# Federated Learning with SynapseMNIST3D Dataset
[![Open In Colab](https://colab.research.google.com/assets/colab-badge.svg)](https://colab.research.google.com/github/intel/fl-tutorial/blob/gh-pages/tutorial_notebooks/Tutorial_2_Medmnist_3D_exercises.ipynb)

### Dependencies and Packages
Let's get these out of the way first.

In [None]:
!python -m pip install -U pip
!python -m pip install tqdm torch torchvision medmnist acsconv matplotlib

In [None]:
# To access example workspaces and director/envoy scripts
!rm -rf openfl
!git clone -b miccai_fl_tutorial https://github.com/intel/openfl.git
!cd openfl && python -m pip install .

### Hacks

A few duct-tape fixes to allow us to 1-click execute.

In [None]:
import os
import logging

# Better CPU Utilization
os.environ['OMP_NUM_THREADS'] = str(int(os.cpu_count() // 2))

# Logging fix for Google Colab
log = logging.getLogger()
log.setLevel(logging.INFO)

# Switch to the workspace directory
tutorial_dir = os.path.abspath(
    'openfl/openfl-tutorials/interactive_api/PyTorch_MedMNIST_3D')
os.chdir(tutorial_dir)

### Imports

In [None]:
import numpy as np
from tqdm import tqdm
from pprint import pprint

import torch
import medmnist

print('PyTorch', torch.__version__)
print('MedMNIST', medmnist.__version__)

### Familiarize yourself with the Dataset

MedMNIST is a large-scale MNIST-like collection of standardized biomedical images, including 12 datasets for 2D and 6 datasets for 3D. MedMNIST is designed to perform classification on lightweight 2D and 3D images with various data scales (from 100 to 100,000) and diverse tasks (binary/multi-class, ordinal regression and multi-label).

![Datasets in MedMNIST](https://raw.githubusercontent.com/MedMNIST/MedMNIST/main/assets/medmnistv2.jpg)
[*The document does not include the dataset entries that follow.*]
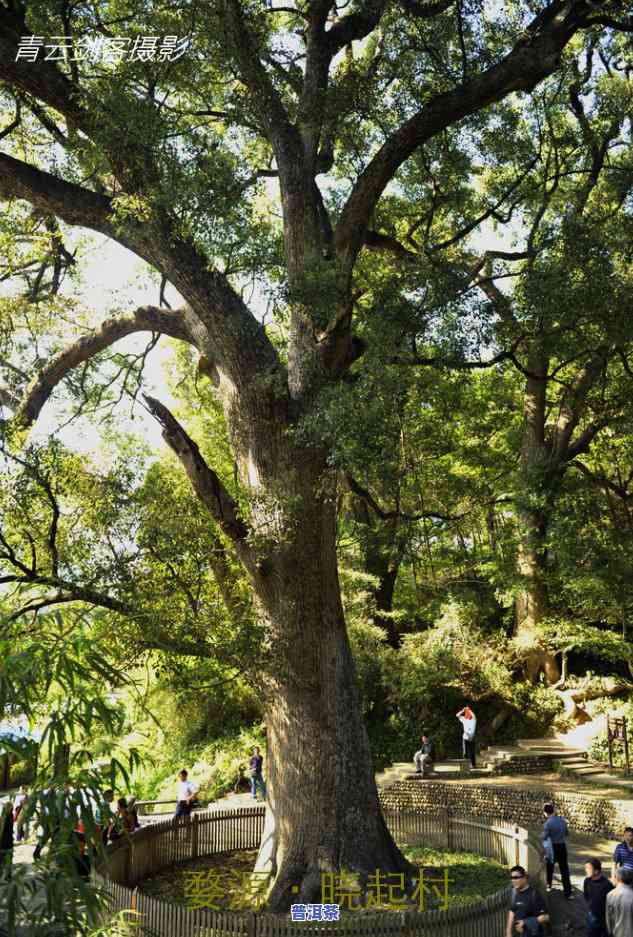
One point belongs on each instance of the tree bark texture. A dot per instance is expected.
(323, 809)
(532, 602)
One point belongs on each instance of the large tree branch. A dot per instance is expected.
(582, 443)
(535, 56)
(144, 319)
(622, 491)
(238, 341)
(368, 498)
(205, 482)
(272, 113)
(461, 364)
(573, 403)
(52, 195)
(45, 81)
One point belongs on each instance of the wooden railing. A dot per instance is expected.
(175, 840)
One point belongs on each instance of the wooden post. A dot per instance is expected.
(194, 836)
(517, 847)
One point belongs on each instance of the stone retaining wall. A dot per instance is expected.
(585, 813)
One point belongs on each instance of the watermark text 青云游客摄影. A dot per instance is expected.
(102, 48)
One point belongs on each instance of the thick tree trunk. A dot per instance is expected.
(323, 811)
(532, 602)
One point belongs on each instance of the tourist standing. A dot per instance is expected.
(257, 779)
(469, 724)
(595, 889)
(424, 757)
(185, 793)
(6, 839)
(555, 829)
(620, 905)
(104, 816)
(21, 828)
(126, 819)
(528, 912)
(623, 853)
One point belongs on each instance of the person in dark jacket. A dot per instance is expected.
(555, 829)
(6, 839)
(595, 889)
(528, 911)
(424, 757)
(257, 779)
(620, 905)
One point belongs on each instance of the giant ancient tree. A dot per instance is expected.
(168, 158)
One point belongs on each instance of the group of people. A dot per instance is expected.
(609, 902)
(425, 755)
(61, 813)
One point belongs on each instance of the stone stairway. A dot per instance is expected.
(450, 769)
(526, 756)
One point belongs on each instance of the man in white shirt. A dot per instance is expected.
(469, 724)
(185, 793)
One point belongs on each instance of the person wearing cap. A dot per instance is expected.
(469, 725)
(620, 904)
(595, 889)
(528, 911)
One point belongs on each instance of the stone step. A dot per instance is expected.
(586, 770)
(544, 745)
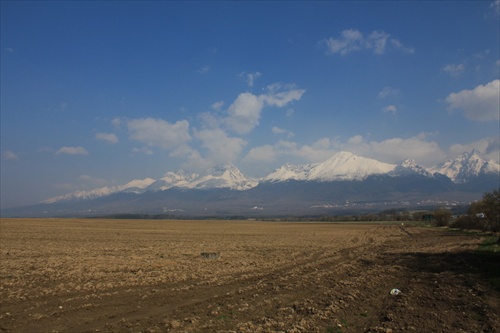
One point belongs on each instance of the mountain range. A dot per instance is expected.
(343, 180)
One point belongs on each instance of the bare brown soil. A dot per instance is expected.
(70, 275)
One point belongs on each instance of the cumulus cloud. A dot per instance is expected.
(217, 105)
(280, 96)
(244, 113)
(277, 130)
(10, 155)
(489, 148)
(268, 154)
(158, 132)
(221, 147)
(395, 150)
(92, 181)
(495, 6)
(72, 151)
(107, 137)
(351, 40)
(204, 70)
(388, 92)
(390, 109)
(453, 70)
(116, 122)
(143, 150)
(480, 104)
(250, 77)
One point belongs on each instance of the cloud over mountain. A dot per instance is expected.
(479, 104)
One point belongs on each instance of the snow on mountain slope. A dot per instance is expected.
(173, 179)
(341, 166)
(289, 172)
(347, 166)
(227, 176)
(466, 166)
(410, 167)
(136, 186)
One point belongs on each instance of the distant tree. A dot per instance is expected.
(442, 217)
(483, 214)
(491, 208)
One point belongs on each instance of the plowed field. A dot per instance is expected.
(71, 275)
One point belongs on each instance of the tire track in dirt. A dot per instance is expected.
(263, 283)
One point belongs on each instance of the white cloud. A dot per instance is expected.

Source: https://github.com/MedMNIST/MedMNIST

Jiancheng Yang, Rui Shi, Donglai Wei, Zequan Liu, Lin Zhao, Bilian Ke, Hanspeter Pfister, Bingbing Ni. "MedMNIST v2: A Large-Scale Lightweight Benchmark for 2D and 3D Biomedical Image Classification". arXiv preprint arXiv:2110.14795, 2021.

### Dataset Configuration

In [None]:
# Train/test options
NUM_EPOCHS = 3
BATCH_SIZE = 16
DEVICE = 'cpu'

# Dataset
DATASET_NAME = 'synapsemnist3d'
DATASET_PATH = './data'
ds_info = medmnist.INFO[DATASET_NAME]
pprint(ds_info)

### Familiarize with the Dataset

Let's use some plotting tools here.

In [None]:
import pandas as pd
from PIL import Image
import matplotlib.pyplot as plt
from torchvision import transforms as T
from torch.utils.data import Dataset, DataLoader

from envoy.medmnist_shard_descriptor import MedMNISTShardDescriptor

# Download raw numpy dataset
sd = MedMNISTShardDescriptor(datapath=DATASET_PATH, dataname=DATASET_NAME)
(x_train, y_train), (x_test, y_test) = sd.load_data()

# Visualize a sample
sample_id = 42
label2str = list(ds_info['label'].values())
volume = x_train[sample_id]
label = label2str[np.squeeze(y_train[sample_id])]

# Plot
fig = plt.figure()
ax = fig.add_subplot(111, projection='3d')
cmap = plt.get_cmap("gray")
norm = plt.Normalize(volume.min(), volume.max())
ax.voxels(volume, facecolors=cmap(norm(volume)))
plt.title(label)
plt.show()


### Define Dataset/Dataloader Classes

We'll create a simple PyTorch-style iterator dataset that returns single `numpy` element as a `torch.Tensor`. The class used for this would be `torch.utils.data.Dataset`

We will then wrap this dataset object with a Dataloader class, that batches and shuffles the elements. Class: `torch.utils.data.DataLoader`

### Model Definition (3D CNN)

In [None]:
import torch.nn as nn
import torch.nn.functional as F


class Net(nn.Module):

    def __init__(self, in_channels, num_classes):
        super(Net, self).__init__()

        self.layer1 = nn.Sequential(nn.Conv2d(in_channels, 16, kernel_size=3),
                                    nn.BatchNorm2d(16), nn.ReLU())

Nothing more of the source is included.